Langere controls the outcome here. Appellants, like Langere, voluntarily dismissed their action with prejudice in an attempt to obtain an appealable final judgment following an order compelling arbitration. As we stated in Langere, this tactic no longer "create[s] appellate jurisdiction." Id. Contrary to Appellants' contention, it is of no consequence that Appellants moved for a court order dismissing their action under Federal Rule of Civil Procedure 41(a)(2), while Langere unilaterally dismissed his action under Rule 41(a)(1). The plaintiffs in Microsoft also moved the district court to dismiss their case with prejudice under Rule 41(a)(2), rather than dismissing unilaterally. See 137 S. Ct. at 1711. And Langere expressly held that Omstead, which had approved of appellate jurisdiction following a Rule 41(a)(2) dismissal, has been overruled. See Langere, 983 F.3d at 1119, 1122.

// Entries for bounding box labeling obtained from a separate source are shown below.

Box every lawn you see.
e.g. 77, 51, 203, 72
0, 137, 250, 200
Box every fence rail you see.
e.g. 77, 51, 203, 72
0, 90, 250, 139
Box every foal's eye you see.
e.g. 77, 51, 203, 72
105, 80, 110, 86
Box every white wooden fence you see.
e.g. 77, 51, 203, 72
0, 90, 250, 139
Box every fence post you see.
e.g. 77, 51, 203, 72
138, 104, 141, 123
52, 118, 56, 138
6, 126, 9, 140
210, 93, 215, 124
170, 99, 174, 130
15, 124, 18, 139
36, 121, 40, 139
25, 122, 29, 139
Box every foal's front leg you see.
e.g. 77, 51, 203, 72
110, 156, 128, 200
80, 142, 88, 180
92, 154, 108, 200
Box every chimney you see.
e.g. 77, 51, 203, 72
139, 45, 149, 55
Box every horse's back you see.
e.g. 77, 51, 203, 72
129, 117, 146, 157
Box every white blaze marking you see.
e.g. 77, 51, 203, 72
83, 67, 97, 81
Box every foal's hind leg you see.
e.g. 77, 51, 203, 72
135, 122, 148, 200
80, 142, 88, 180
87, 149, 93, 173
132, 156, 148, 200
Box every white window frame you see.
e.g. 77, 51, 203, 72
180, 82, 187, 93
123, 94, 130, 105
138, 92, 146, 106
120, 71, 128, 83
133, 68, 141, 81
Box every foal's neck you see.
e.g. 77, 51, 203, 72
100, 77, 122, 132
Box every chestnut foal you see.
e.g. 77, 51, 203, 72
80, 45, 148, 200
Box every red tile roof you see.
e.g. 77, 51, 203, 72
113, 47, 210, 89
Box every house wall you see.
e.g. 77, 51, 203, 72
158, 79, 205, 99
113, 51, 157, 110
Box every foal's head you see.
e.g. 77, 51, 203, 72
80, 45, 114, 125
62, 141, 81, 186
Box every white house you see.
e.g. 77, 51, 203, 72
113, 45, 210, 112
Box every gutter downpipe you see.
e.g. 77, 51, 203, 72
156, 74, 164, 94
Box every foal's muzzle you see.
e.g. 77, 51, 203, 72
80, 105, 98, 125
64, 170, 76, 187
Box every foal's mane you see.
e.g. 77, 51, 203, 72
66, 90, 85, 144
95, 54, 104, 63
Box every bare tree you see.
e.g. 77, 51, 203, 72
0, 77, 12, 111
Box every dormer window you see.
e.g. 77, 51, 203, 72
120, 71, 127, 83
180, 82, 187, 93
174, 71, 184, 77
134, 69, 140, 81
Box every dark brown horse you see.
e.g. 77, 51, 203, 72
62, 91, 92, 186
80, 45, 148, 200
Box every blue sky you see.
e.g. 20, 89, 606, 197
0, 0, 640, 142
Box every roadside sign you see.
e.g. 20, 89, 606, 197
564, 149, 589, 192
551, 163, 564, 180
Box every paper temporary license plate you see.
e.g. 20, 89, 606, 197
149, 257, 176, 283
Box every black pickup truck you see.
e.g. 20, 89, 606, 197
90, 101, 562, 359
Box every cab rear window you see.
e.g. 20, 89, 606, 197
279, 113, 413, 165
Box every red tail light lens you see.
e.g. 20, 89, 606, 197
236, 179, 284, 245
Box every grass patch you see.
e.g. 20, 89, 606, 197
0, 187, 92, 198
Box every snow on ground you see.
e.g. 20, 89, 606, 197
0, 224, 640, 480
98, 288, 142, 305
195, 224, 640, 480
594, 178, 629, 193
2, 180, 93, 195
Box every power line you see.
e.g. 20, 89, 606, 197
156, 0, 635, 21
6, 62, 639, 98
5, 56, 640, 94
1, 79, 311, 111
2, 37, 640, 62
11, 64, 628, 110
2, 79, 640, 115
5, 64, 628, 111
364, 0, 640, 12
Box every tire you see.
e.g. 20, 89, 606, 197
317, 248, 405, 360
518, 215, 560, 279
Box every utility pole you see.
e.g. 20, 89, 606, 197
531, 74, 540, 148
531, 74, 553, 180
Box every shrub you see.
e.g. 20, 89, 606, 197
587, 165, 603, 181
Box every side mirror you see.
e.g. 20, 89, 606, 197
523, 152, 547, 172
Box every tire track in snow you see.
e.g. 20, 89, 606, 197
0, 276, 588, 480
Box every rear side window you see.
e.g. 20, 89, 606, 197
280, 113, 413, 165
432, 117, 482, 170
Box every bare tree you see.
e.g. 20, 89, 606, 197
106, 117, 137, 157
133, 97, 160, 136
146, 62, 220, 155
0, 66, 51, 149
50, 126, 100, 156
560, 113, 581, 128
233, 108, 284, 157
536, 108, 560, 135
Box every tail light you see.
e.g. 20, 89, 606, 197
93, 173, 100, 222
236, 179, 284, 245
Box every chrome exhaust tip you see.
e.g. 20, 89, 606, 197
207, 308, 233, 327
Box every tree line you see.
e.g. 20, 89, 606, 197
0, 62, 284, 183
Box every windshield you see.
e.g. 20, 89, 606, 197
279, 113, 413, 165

Appellants' additional contention that Langere is inapplicable because we have jurisdiction under 9 U.S.C. § 16(a)(3) is without merit. Section 16(a)(3) allows an appeal from "a final decision with respect to an arbitration that is subject to" the Federal Arbitration Act. 9 U.S.C. § 16(a)(3). Whether a voluntary dismissal with prejudice constitutes an appealable "final decision" under either § 16 or 28 U.S.C. § 1291 is the very question we confronted in Langere and answered in the negative. Therefore, under our clear holding in Langere, we lack appellate jurisdiction here.
DISMISSED.
* The panel unanimously concludes this case is suitable for decision without oral argument. See Fed. R. App. P. 34(a)(2).